Машина рука ощутимо вздрогнула, и он вмиг понял, что расслабившись, открылся неумеренно.

– Что? Почему? – немедленно затревожилась хозяйка приисков. – Почему вы так сказали? Вы как будто прощаетесь. И все эти объяснения… Про зиму… Разве нельзя потом? Вы… Вы что, уехать решились? Бросаете нас? Признайтесь, Андрей Андреевич!

Голос Марьи Ивановны дрожал и переливался, как горлышко у певчей птички в клетке. В Сибири их часто держат в придорожных трактирах в общей зале для развлечения гостей. Когда певунья перестает петь или, что случается чаще, умирает, ее выбрасывает вон и сажают в освободившуюся клетку новую.

Измайлов поморщился. Вот только не хватало нынче начать кого-нибудь жалеть. Хоть бы и Опалинскую…

– Я не собираюсь никуда уезжать из Егорьевска, – ровно сказал он, и это была сущая правда.
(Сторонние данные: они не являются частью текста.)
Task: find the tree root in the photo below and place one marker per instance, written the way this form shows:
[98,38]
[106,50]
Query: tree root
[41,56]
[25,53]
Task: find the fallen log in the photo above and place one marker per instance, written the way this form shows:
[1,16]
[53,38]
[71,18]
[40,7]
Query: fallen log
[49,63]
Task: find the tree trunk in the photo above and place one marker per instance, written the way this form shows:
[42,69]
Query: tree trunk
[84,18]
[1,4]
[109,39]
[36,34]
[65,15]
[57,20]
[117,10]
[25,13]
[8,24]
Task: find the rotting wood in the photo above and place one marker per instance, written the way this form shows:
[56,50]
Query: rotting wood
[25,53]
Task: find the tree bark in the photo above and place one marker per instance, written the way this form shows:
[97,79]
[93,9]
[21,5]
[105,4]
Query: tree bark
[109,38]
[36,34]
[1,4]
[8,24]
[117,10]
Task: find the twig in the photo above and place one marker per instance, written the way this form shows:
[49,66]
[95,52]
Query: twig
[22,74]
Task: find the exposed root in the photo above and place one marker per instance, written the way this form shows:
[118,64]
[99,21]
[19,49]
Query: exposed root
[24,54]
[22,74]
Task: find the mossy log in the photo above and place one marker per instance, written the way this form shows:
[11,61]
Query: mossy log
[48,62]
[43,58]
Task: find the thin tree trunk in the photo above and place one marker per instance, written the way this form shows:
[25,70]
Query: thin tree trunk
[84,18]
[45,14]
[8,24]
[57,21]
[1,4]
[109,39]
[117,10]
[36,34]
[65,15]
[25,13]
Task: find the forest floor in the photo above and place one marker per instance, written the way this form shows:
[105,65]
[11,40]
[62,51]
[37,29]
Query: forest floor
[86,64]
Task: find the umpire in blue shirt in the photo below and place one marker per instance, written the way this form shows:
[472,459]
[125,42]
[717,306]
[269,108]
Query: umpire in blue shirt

Маша облегченно вздохнула, а Измайлов немедленно ощутил себя виноватым.

«Господи, да избавлюсь ли я от этого треклятого чувства хоть на твоем пороге!» – искренне взмолился он, и тут же внутренне усмехнулся неуместности этой искренности в его, атеиста, устах.

Чувство своей собственной, личной вины за все, когда-то, в молодости, весьма угнетало его, но потом он прочел в каком-то высокоумно-напыщенном, но не лишенном здравости мысли труде: «ощущение своей вины перед страдающим народом является лакмусовой бумажкой передовой российской интеллигенции», – и как-то слегка успокоился на свой счет. Поскольку точно определить, где кончается народ и начинается «не народ» не мог никто и никаким способом, то получалось, что волноваться не из-за чего. С тех пор Измайлов воспринимал свое чувство вины, как нечто природное и имманентно ему присущее, тягостное, но тем не менее вполне нормальное, такое же, к примеру, как ранняя лысина или склонность к нервному поносу.
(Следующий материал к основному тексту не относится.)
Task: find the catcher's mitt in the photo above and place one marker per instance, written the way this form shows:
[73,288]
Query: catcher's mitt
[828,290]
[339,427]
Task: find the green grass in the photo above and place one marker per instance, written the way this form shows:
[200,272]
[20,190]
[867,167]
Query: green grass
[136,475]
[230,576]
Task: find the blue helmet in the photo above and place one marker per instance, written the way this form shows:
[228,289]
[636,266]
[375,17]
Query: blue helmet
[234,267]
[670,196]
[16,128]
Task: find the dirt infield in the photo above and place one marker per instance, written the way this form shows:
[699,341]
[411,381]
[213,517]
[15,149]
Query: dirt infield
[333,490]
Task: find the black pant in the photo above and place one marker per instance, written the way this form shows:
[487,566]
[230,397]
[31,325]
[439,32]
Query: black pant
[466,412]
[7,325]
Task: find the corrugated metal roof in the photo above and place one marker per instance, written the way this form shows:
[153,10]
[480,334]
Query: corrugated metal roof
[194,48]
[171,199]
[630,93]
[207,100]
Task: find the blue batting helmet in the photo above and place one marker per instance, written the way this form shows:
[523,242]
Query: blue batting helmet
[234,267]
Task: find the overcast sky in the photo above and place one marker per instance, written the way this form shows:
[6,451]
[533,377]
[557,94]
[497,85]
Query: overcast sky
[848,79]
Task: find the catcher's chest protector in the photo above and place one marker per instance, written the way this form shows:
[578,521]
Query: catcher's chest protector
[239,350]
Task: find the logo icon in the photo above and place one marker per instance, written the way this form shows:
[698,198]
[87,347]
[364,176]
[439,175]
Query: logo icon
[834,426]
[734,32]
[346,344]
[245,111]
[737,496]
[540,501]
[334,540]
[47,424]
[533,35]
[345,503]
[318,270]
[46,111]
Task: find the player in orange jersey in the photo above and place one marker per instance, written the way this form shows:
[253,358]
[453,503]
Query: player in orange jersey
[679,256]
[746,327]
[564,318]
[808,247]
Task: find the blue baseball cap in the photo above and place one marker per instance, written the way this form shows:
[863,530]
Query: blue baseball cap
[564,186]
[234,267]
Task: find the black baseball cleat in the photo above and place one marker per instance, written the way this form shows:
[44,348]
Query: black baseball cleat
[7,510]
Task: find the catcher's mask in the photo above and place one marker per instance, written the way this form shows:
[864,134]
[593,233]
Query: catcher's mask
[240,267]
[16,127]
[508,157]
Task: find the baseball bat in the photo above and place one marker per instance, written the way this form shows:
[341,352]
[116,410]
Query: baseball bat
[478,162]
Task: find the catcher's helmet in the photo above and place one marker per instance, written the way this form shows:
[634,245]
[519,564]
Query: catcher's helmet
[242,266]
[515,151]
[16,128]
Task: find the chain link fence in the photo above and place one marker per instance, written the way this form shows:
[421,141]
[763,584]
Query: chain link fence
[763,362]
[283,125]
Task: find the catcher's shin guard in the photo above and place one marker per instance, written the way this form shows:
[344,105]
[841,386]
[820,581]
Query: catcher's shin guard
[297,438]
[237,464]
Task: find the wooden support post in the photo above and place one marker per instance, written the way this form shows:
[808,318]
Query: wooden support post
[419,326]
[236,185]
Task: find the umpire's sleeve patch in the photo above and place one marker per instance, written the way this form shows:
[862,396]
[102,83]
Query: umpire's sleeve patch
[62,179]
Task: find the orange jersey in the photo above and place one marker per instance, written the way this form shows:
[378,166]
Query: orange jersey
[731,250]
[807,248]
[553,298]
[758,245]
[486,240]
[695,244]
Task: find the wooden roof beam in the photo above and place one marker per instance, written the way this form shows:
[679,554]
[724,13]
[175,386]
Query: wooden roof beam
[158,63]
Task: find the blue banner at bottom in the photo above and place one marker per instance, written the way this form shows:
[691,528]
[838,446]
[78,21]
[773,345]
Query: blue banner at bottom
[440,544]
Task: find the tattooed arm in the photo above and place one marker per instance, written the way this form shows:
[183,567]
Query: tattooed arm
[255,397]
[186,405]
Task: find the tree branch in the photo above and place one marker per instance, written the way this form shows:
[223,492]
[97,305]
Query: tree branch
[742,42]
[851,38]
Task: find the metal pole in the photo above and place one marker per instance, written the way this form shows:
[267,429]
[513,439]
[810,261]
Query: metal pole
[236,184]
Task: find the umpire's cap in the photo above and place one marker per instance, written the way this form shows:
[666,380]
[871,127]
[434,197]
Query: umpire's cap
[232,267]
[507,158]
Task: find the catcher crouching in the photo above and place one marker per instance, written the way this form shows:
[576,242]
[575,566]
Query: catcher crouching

Когда Измайлов вышел во двор и скрылся из вида окон Машиных покоев, новая мысль пришла ему в голову. «А ведь нехорошо в доме с собой кончать, – подумал он. – Большинство людей суеверны неисправимо, и не мое дело их за то осуждать. Дом, он по определению должен быть местом надежным, безопасным от всякой нечисти. А какая ж безопасность, ежели тут висельник висел? Или, к примеру, задушили кого… Нет, кончать с собой надо в каком-то более потребном месте. Не в чистом поле, конечно, да это и вообразить нельзя. Надо, чтобы укромно было, но людей не поганило. Вот, амбар, к примеру, подходит. Или конюшня. И технические проблемы сразу решатся…» До того Измайлов долго и серьезно, с инженерной точки зрения, думал о том, как бы это все обустроить технически, чтобы было просто и надежно одновременно. Все придуманные им «домашние» варианты получались весьма спорными. Понятно, что в сарае или амбаре все это решить легче.
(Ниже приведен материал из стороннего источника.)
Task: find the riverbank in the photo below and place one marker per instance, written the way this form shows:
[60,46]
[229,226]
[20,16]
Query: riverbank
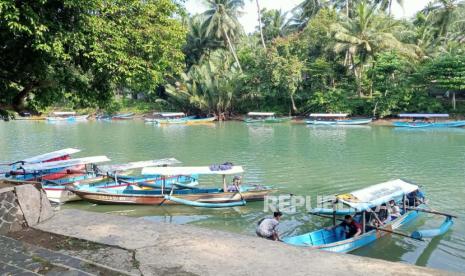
[161,249]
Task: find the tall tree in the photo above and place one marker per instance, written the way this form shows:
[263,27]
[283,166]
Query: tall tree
[442,15]
[83,50]
[221,22]
[274,24]
[260,26]
[365,35]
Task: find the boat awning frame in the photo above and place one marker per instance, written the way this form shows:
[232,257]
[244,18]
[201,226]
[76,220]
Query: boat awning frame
[261,114]
[138,165]
[422,115]
[64,163]
[64,113]
[167,171]
[329,115]
[49,155]
[364,199]
[169,114]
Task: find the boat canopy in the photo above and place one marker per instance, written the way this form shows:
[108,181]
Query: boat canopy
[261,114]
[376,195]
[50,155]
[422,115]
[167,171]
[169,114]
[65,163]
[64,113]
[329,115]
[139,164]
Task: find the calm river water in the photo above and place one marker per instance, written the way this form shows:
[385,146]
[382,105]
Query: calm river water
[293,157]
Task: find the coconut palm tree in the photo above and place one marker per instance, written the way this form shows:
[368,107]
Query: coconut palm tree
[221,22]
[442,14]
[274,24]
[208,87]
[387,4]
[365,35]
[260,26]
[198,44]
[303,12]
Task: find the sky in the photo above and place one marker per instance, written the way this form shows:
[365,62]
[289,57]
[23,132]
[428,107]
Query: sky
[249,17]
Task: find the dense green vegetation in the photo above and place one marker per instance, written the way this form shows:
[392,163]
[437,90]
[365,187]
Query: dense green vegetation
[324,56]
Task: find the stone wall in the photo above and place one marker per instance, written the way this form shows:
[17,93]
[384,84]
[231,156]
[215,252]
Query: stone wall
[22,205]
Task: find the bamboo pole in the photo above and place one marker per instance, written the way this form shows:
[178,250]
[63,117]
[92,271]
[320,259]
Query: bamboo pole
[432,212]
«Да и чего тянуть? Надо кончать скорее, – сказал сам себе Измайлов. – Вот этот вот, старый гордеевский амбар ничем других не хуже. А то, чего доброго, начну еще сам себя уговаривать, выдумаю чего-нибудь такое, за что позже стыдно станет… Когда это – позже?… – с подозрением спросил он сам себя. – Вот именно! Уже и началось. Надо – сейчас! Главное, чтобы не подглядел никто и не помешал.»

Решив так, Измайлов исподтишка, но тщательно огляделся. Никого из домашних или слуг во дворе нету. Из окон? Нет, из окон тоже никто не смотрит. Да и поздно уже, скоро темнеть начнет. Марья Ивановна уверена, что он ушел, и также любому скажет. Еще раз внимательно осмотрев двор, Измайлов решительно направился к старому амбару, у которого, кроме выходящих на улицу ворот (чтобы телега могла въехать), была еще небольшая, ниже человеческого роста дверца со стороны огорода. На дверце висел большой замок, впрочем, не запертый.

Согласно теоретическим представлениям Андрея Андреевича, он, как человек, завершающий по собственной воле жизненный круг, должен был сейчас испытывать лихорадочное возбуждение; может быть, страх или, наоборот, душевный подъем ввиду грядущего освобождения от всего, что привело его к столь драматическому решению. Вроде бы следовало вспоминать всю прожитую жизнь, мысленно прощаться с друзьями, родными и возлюбленными… Увы! Ничего этого не было и в помине. Единственным чувством была скука, усталая и пыльная, как и все в полузаброшенном амбаре.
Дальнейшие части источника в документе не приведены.